For companies like Oportun and Aura that focus on lending, the source of income comes from interest rates on loans which often hover around 36% (including origination fees, the annual percentage rate, or APR, can exceed 50%). While this seems high compared to bank loans or even credit card financing, it is much lower than the effective rates of small payday loans – those that offer money to be repaid with the next paycheck – which can exceed 400%.
Vazquez said the higher rates applied to early loans from borrowers with no credit history; he estimated that half of Opportunity’s customers did not have a credit score. If they repay on time, a second loan could be offered at a lower rate and, ultimately, the borrower could establish a credit rating that would allow even better rates.

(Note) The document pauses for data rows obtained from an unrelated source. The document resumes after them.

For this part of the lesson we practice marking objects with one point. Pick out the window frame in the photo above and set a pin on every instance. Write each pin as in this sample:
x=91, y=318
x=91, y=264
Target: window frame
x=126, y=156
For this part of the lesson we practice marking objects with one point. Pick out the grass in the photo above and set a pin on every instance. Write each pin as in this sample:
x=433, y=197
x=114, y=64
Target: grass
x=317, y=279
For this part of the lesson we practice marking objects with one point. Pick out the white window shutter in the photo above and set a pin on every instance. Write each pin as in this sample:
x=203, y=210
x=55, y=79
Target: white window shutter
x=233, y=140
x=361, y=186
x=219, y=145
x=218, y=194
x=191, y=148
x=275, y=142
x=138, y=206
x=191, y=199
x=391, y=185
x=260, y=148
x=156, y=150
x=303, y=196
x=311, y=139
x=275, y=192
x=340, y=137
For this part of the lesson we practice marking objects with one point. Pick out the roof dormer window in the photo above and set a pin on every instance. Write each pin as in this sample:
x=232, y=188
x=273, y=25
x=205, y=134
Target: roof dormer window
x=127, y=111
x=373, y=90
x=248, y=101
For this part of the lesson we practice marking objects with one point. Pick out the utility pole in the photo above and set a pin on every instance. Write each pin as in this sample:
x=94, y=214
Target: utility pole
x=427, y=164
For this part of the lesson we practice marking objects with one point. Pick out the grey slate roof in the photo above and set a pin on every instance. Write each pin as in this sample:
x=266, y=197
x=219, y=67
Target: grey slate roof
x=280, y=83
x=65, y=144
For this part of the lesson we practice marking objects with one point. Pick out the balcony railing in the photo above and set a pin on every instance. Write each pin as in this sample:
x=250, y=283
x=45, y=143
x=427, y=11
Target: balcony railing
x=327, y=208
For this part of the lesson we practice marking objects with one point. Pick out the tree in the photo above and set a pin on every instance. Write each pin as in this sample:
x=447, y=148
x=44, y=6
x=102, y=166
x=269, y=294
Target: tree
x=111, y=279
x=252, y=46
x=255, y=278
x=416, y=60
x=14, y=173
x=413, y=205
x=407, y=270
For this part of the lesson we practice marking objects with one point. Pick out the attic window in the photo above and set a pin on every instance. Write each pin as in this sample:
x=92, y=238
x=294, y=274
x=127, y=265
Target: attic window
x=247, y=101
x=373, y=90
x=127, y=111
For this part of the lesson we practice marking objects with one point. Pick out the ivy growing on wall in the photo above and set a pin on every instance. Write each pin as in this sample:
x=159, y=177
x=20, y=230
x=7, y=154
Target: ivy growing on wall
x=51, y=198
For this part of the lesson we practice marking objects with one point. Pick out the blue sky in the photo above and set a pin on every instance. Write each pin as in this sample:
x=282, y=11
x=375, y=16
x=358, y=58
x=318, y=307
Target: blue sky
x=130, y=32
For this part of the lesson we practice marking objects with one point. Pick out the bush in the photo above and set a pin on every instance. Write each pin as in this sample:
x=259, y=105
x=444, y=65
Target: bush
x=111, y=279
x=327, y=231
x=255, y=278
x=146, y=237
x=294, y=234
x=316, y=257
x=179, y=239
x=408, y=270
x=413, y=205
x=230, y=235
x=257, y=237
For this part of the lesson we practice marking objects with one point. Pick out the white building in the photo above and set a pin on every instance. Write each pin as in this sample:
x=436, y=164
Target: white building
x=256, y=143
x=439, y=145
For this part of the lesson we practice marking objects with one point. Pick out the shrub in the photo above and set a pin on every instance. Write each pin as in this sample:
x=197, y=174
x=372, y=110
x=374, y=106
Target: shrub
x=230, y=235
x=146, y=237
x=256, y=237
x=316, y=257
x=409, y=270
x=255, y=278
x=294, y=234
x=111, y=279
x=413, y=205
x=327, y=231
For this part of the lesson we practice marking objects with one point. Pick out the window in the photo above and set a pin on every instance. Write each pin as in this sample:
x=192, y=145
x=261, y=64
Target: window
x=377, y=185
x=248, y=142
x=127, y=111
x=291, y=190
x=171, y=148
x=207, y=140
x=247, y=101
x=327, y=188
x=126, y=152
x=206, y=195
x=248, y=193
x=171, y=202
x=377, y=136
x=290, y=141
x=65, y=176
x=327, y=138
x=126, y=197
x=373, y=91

Leonard Chanin, the deputy chairman of the FDIC, said these short-term rates should be viewed like this. A 36% annual interest rate on a $ 100 loan could run up to around $ 3 if it’s paid off in a month, he said, when in comparison a bank might charge a fee. Fixed $ 30 for a $ 100 overdrawn check.
He said if online lenders and banks were banned from charging these interest rates, loans could dry up, leaving some borrowers with no recourse outside of payday loans or car loans.
As these businesses grow, there is room for more, said Linda Lacewell, superintendent of the New York State Department of Financial Services.
“Many are not participating in the financial system as understood by the middle class and the wealthy,” she said. “We want to help generate the opportunity to participate in an effective, but non-discriminatory way.”